Page 2/5: Topic introduction A: Basic Attachment Theory and the Attachment System

Topic introduction A: Basic Attachment Theory and The Attachment System


John Bowlby was an English child psychiatrist who studied grief reactions in children and babies who had been abandoned by their parents in World War 2. From these experiences, he formed the Attachment Theory of human child development.
His first question was: “Why are children attached to their parents for so long after birth and while growing up?

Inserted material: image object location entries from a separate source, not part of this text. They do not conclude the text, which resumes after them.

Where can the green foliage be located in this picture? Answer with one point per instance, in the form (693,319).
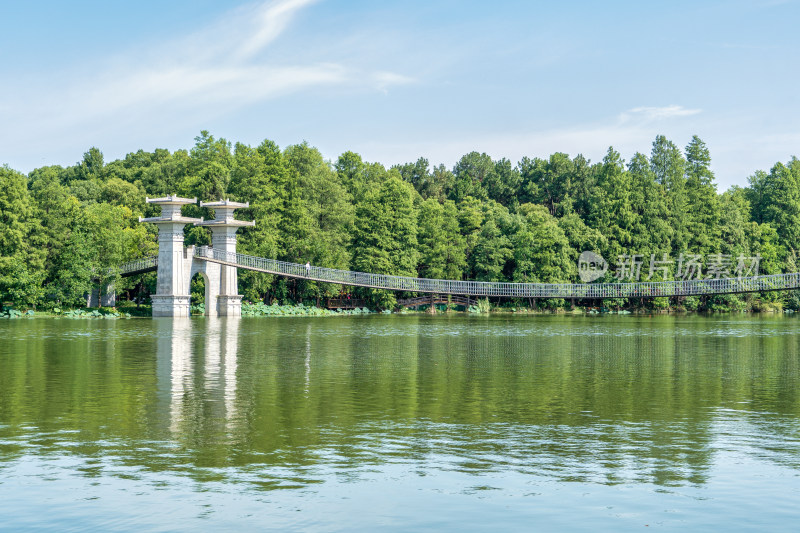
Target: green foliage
(64,229)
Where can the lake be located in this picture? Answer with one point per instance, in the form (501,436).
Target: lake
(398,423)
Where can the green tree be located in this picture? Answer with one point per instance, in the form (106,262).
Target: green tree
(21,263)
(386,234)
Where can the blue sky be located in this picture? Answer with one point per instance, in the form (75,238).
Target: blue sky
(397,80)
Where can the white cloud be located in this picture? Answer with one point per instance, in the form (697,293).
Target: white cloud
(657,113)
(272,19)
(173,85)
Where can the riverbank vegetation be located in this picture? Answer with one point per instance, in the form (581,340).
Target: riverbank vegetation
(61,228)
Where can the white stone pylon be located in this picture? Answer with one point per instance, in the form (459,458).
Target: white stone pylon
(223,239)
(172,294)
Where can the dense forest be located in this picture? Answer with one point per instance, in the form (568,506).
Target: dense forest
(484,219)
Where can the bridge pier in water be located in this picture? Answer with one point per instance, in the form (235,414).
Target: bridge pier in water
(177,263)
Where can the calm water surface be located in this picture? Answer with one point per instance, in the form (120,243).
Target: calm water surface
(401,423)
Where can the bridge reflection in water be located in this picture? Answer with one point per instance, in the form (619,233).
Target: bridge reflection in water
(190,348)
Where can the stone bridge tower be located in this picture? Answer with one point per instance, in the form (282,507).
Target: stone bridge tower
(177,263)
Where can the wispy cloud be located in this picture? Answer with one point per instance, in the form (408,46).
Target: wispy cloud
(656,113)
(272,20)
(231,64)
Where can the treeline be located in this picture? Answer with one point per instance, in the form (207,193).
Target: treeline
(484,219)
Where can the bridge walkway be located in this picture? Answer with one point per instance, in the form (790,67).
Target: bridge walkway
(475,289)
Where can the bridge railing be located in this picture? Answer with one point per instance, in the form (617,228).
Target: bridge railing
(139,265)
(504,289)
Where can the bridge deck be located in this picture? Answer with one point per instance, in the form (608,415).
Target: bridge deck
(497,289)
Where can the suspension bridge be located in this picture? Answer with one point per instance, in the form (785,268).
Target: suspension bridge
(480,289)
(220,262)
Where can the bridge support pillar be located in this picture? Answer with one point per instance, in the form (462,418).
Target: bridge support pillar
(172,293)
(223,242)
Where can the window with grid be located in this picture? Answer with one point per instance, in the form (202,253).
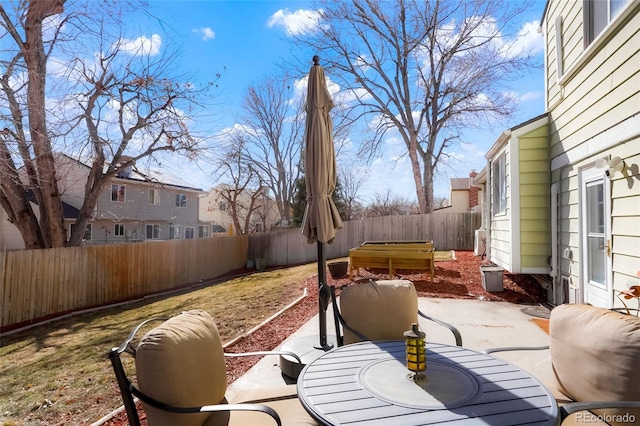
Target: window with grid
(598,14)
(87,231)
(203,231)
(174,232)
(189,232)
(118,229)
(153,231)
(154,197)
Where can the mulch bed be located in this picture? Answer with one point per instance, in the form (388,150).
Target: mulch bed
(454,279)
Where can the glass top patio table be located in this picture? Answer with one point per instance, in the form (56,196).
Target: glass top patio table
(368,383)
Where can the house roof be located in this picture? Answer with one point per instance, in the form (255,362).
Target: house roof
(459,184)
(160,177)
(68,210)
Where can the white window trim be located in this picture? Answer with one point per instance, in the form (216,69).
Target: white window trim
(594,47)
(193,232)
(179,200)
(118,190)
(116,226)
(146,234)
(172,232)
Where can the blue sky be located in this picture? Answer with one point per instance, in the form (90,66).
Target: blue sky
(248,39)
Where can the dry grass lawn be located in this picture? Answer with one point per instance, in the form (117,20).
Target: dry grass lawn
(56,373)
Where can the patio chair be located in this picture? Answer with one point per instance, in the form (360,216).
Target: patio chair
(594,355)
(182,379)
(379,310)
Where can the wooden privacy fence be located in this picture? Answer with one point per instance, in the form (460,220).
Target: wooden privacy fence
(449,231)
(39,283)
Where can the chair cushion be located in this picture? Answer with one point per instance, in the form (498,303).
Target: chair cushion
(381,310)
(181,363)
(595,353)
(283,399)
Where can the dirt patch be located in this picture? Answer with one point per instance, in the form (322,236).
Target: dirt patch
(454,279)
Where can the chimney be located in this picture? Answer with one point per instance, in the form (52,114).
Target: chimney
(473,190)
(125,172)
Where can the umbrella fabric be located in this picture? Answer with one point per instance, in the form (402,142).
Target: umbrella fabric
(321,217)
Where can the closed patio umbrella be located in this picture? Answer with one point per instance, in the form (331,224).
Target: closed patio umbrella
(321,217)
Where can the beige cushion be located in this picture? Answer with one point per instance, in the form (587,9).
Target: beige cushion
(595,353)
(283,399)
(381,310)
(181,363)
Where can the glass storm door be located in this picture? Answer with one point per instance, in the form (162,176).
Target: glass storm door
(596,238)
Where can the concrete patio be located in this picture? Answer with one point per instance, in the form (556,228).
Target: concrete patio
(483,325)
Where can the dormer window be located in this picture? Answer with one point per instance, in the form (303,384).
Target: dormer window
(598,14)
(181,200)
(118,193)
(154,197)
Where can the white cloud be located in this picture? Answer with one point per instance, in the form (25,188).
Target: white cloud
(296,23)
(141,46)
(528,41)
(530,96)
(206,32)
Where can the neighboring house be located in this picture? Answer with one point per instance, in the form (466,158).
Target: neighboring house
(464,196)
(588,195)
(216,208)
(135,206)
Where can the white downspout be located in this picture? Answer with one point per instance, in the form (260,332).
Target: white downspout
(488,196)
(554,239)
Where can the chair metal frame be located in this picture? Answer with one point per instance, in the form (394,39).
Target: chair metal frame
(128,390)
(340,321)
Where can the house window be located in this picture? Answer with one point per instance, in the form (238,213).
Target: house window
(154,197)
(118,229)
(118,193)
(203,231)
(189,232)
(174,232)
(500,185)
(598,14)
(153,231)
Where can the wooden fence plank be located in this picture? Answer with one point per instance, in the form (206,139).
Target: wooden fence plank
(35,284)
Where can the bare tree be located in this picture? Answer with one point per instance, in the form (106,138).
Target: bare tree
(243,192)
(425,70)
(109,107)
(352,178)
(388,205)
(271,135)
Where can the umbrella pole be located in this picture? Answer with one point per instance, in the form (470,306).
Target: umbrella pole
(323,297)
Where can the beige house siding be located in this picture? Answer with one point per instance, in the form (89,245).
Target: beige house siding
(459,202)
(594,112)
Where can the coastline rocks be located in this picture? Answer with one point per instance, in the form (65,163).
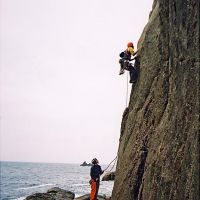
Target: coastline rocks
(110,176)
(87,197)
(52,194)
(86,164)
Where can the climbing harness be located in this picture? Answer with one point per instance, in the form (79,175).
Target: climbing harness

  • In the primitive forms of life (reptiles, fish, insects) the “mother” has a lot of offspring at one time. One gold fish may lay thousands of eggs in one hour. But the “mother” does not care a lot for her offspring once they are out of the egg. This is because the “baby development” of the brain is finished while the foetus is still inside the egg. So when the “baby” comes out of the egg, it is ready to function at once – it can crawl or swim or hunt or eat immediately. It does not need “maternal caretaking” – the brain development is already completed before hatching happens.
  • Mammals (animals who breastfeed their offspring, such as cats, dogs, whales, gorillas and humans) have a very different strategy and a much more complex brain. They have much fewer babies when pregnant, and they care much for each baby. Human babies are born with very immature brains, and the parents can form and program the brain because it is immature for many years. Children can learn from adults to read, to think, to be social, to solve problems, etc. You “build your brain” through upbringing and care from caregivers.
  • It takes 16-17 years before the human brain is fully developed, and in all those years you need care and support from caregivers.


5 minutes

  • Do you have domestic animals? How do the parents care for their offspring after birth?
  • What do they do when caring for their offspring? How long do they keep them before they can do for themselves?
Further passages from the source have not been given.